Claro que las clases dominantes de los países europeos siempre han tenido intereses propios, lo que las innumerables guerras de su historia, incluyendo las dos guerras mundiales, demuestran; también que, con estos intereses, coexisten otros propiamente europeos, como también lo demuestra su ya larga historia de integración. Pero no puede pasarse por alto que el último intento serio de Europa de tomar distancia de EE. UU. (sin duda el más contundente fue cuando, en 1966, Charles de Gaulle solicitó cambiar los dólares acumulados en París por oro que EE. UU. no tenía), fue el 4 de enero de 1999, momento en el que los mercados europeos y no europeos amanecieron con 11 monedas nacionales reemplazadas por una moneda única, el euro, concebida para impactar en la economía internacional y también para disputar el dominio que EE. UU. mantenía desde Bretton Woods, con su más que cuestionado dólar, al que desde 1971, y de manera unilateral, Richard Nixon le había retirado el respaldo de oro en flagrante violación de los acuerdos de 1944.
Con el euro, Europa aspiraba a convertirse en el mercado más grande y eficiente del mundo, por lo que introdujo la moneda que se suponía que al menos compartiría con la divisa estadounidense su posición como medio de pago y moneda de reserva mundial. Y aunque con el euro la vieja Europa aspiraba a convertirse en el contrapeso (el único entonces posible) que precisaba el mundo, nunca fue capaz de dejar de ser lo que es hoy: mera prolongación económica, política y militar del mayor imperio que jamás existió… y que la arrastra a su decadencia.
Ya desde los inicios del presente siglo la sucesión de crisis promovida por el neoliberalismo y la globalización comenzaron a erosionar el poder de EE. UU. Surgieron o fueron creados nuevos y continuaron viejos conflictos en Irak, Afganistán, Libia, Siria, entre Israel y Palestina en la franja de Gaza, en el sudeste asiático entre China y Japón (islas Diaoyu); también conflictos pesqueros por las islas Spratly, tensiones con la República Popular Democrática de Corea y su programa nuclear, con Irán también por su programa nuclear…, y en todos ellos y más, EE. UU. con sus pretensiones de hacer el mundo a su imagen y semejanza, y a su servicio.
Junto a todo lo anterior, la llamada flexibilización cuantitativa, con las emisiones de dinero para evitar la caída de los precios (deflación) y reactivar el consumo y la inversión, las compras a precios sobrevalorados de activos tóxicos (depreciados y de escaso valor de mercado), el canje de bonos a corto plazo por otros a largo plazo (operaciones Twist) y todo en los marcos de la banca en la sombra, fuera del control estatal, que aceleró la financierización de la economía y, junto a ella, la vuelta del oro (sí, el desmonetizado) como mejor activo de refugio, como reserva de reservas ante las contingencias previsibles, todo acompañado con la espada de Damocles de la deflación global.

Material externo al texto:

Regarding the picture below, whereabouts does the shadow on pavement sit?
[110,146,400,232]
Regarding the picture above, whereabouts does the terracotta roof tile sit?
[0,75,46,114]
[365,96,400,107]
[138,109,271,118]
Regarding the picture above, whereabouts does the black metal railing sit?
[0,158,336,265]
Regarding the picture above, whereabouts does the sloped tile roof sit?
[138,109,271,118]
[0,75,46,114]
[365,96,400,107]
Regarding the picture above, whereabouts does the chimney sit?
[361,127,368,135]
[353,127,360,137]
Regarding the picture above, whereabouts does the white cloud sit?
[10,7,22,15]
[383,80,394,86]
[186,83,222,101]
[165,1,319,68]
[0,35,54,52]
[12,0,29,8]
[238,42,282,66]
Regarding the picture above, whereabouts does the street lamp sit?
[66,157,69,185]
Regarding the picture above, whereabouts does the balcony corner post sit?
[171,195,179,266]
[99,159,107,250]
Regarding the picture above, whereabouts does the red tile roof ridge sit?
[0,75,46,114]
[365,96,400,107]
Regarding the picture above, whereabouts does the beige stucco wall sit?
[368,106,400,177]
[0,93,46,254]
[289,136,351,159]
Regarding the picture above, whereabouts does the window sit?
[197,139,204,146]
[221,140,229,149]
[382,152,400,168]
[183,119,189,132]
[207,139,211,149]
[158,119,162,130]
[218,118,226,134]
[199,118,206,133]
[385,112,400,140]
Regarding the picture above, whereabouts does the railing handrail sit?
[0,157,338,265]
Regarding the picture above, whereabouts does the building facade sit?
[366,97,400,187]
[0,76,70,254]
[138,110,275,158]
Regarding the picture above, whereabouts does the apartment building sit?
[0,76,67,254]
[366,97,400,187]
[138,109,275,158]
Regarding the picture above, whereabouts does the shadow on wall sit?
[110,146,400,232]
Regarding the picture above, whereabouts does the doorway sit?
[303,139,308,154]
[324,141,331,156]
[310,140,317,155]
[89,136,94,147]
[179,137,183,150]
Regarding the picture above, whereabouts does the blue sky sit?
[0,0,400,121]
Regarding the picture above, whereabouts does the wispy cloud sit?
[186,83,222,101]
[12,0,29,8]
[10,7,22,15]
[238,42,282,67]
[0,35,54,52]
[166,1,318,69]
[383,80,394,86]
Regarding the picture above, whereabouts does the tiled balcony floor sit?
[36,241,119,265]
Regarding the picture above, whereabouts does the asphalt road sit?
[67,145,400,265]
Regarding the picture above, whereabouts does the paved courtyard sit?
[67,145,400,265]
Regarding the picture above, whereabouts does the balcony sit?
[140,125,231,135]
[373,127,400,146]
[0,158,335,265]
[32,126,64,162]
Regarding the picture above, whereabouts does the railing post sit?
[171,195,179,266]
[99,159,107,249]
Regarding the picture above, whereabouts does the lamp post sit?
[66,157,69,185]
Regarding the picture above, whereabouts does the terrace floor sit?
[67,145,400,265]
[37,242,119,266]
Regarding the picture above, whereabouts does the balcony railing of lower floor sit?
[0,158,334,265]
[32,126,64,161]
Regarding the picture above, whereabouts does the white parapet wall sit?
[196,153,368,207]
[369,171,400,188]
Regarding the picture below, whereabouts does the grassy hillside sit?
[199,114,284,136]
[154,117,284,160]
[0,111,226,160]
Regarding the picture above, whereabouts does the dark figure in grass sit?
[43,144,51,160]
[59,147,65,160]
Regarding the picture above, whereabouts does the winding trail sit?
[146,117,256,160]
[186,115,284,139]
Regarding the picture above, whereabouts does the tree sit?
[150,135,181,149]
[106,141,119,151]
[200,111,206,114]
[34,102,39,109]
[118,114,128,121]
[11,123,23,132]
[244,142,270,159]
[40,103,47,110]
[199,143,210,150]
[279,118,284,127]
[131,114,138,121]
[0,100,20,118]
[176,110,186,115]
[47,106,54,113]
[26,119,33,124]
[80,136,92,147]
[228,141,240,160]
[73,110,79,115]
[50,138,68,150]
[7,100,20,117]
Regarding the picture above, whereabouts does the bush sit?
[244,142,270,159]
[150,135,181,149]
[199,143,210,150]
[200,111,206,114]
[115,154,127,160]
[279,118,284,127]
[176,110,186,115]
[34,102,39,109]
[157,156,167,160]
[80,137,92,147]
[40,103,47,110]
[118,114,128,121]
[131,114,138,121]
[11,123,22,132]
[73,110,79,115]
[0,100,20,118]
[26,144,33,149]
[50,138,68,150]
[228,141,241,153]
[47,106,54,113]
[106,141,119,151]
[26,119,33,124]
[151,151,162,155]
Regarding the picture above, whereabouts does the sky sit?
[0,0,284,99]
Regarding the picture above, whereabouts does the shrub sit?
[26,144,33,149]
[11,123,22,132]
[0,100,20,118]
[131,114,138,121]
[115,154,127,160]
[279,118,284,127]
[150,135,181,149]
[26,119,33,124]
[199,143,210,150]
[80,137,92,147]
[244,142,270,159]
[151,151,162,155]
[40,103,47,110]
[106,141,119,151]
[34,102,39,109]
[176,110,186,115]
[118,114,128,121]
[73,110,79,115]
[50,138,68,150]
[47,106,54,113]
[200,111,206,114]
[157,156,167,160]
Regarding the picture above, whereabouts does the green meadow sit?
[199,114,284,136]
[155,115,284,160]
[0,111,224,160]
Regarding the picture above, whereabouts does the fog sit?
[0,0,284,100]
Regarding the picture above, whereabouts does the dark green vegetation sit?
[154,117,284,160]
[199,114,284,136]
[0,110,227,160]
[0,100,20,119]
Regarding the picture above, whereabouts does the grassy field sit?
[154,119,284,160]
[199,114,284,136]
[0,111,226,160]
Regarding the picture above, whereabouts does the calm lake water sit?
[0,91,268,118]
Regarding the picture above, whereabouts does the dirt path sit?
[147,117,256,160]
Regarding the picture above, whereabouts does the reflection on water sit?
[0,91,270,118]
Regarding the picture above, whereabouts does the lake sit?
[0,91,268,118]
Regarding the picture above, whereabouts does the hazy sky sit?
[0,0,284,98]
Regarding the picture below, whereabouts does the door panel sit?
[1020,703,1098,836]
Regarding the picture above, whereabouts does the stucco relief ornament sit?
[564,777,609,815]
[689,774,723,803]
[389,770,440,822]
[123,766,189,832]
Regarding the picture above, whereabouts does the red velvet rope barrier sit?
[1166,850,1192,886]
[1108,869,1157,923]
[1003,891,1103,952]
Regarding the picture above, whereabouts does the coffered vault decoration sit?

Y así el neoliberalismo y la globalización nos hicieron llegar al segundo decenio del siglo con un estancamiento casi mundial de una economía en la que el dólar de EE. UU. representaba casi el 50 % de la deuda extranjera vendida fuera del país en que radica el emisor de esta, el 65 % del efectivo que se mantenía fuera del país que la emitía, casi el 60 % de los depósitos bancarios en una moneda distinta de la del país en la que estaban colocados, y representaba algo más del 62 % de las reservas de los bancos centrales del mundo… todo lo que hizo resurgir el unilateralismo y el neoconservadurismo que impulsó a los nacionalistas, y estos a Trump y al trumpismo, con su America first y su política de guerras comerciales, el que a su vez y como no podía ser de otra manera, llevó de vuelta a los globalistas, ahora representados por Biden.
Así las cosas, para relacionarse con EE. UU. hay que tener siempre presente la frase atribuida a John Foster Dulles, quien fuera secretario de Estado de Eisenhower, el mismo presidente que comenzara la eterna guerra contra nuestra Revolución: «EE. UU. no tiene amigos, solo intereses»… para no errar, y sin necesidad de ser experto en relaciones internacionales ni dominar los entresijos de su teoría, ni los de la geopolítica ni los de la economía política internacional, nadie descartaría, porque hasta puede decirse que resulta obvio, que los estrategas de EE. UU. han planeado la guerra en Ucrania para tratar de detener el declive imperial y el surgimiento de polos de poder capaces de disputarle la hegemonía global, lo que incluye a Europa. Para ello contaron –y no fueron defraudados– con la miopía política de la corporatocracia europea y de los Borrell, los Stoltenberg y otras caras más o menos visibles a su servicio.
Considérese si no lo hasta aquí descrito, también el ascenso de China, la India, el fortalecimiento de la economía en toda la región Asia-Pacífico, de Rusia y los Brics. Trátese de encontrar un solo aspecto que beneficie a los países europeos, en especial a Alemania, por la no utilización del gasoducto Nord Stream 2; piense en qué beneficiará a la industria alemana y europea el aumento de los costos de producción como consecuencia del aumento de los precios del gas, y si en algo ese aumento mejora su competitividad; en cómo y cuánto el aumento de los alimentos mejorará el nivel de vida de los europeos; cuánto y por cuánto tiempo estará detenido el comercio y la inversión Europa-Rusia luego de la confiscación, por parte de la OTAN-UE, de las reservas depositadas en los bancos europeos y en Gran Bretaña, y qué beneficio recibirá Europa de ello; cuál será el costo y cuánto el tiempo para construir las capacidades navales y portuarias imprescindibles para recibir el gas licuado que se le compre a EE. UU… La relación puede extenderla el lector cuanto desee, y puede incluir la rusofobia europea avivada por la más que ridícula propaganda estadounidense. No encontrará por ninguna parte beneficio alguno para Europa ni para los europeos.
Y si a la incompleta relación precedente de los costos derivados de la guerra en Ucrania se le agrega –como adorno del pastel que, con el nombre de Europa, prepararon los estrategas de EE. UU. para su consumo exclusivo– los gastos adicionales que para «la defensa» serán realizados por la compra de armamentos a EE. UU., se hace evidente que aquella moneda que llamaron euro, destinada a competir con el dólar de EE. UU., no tardará en desaparecer de las reservas de los bancos centrales del mundo.
Ninguna duda cabe de que, hasta ahora, la estrategia estadounidense de aislar a Rusia de occidente ha dado resultados. Además, sabemos que entre los resultados se incluyen la ruptura de las cadenas productivas, lo que ya ocasiona efectos desastrosos, crecientes e impagables para Europa, aunque también para EE. UU. y el resto del mundo que, por lo visto, los «grandes estrategas» no supieron o no quisieron prever. Todavía el mundo está a tiempo de volver a la racionalidad. Esperemos que así sea.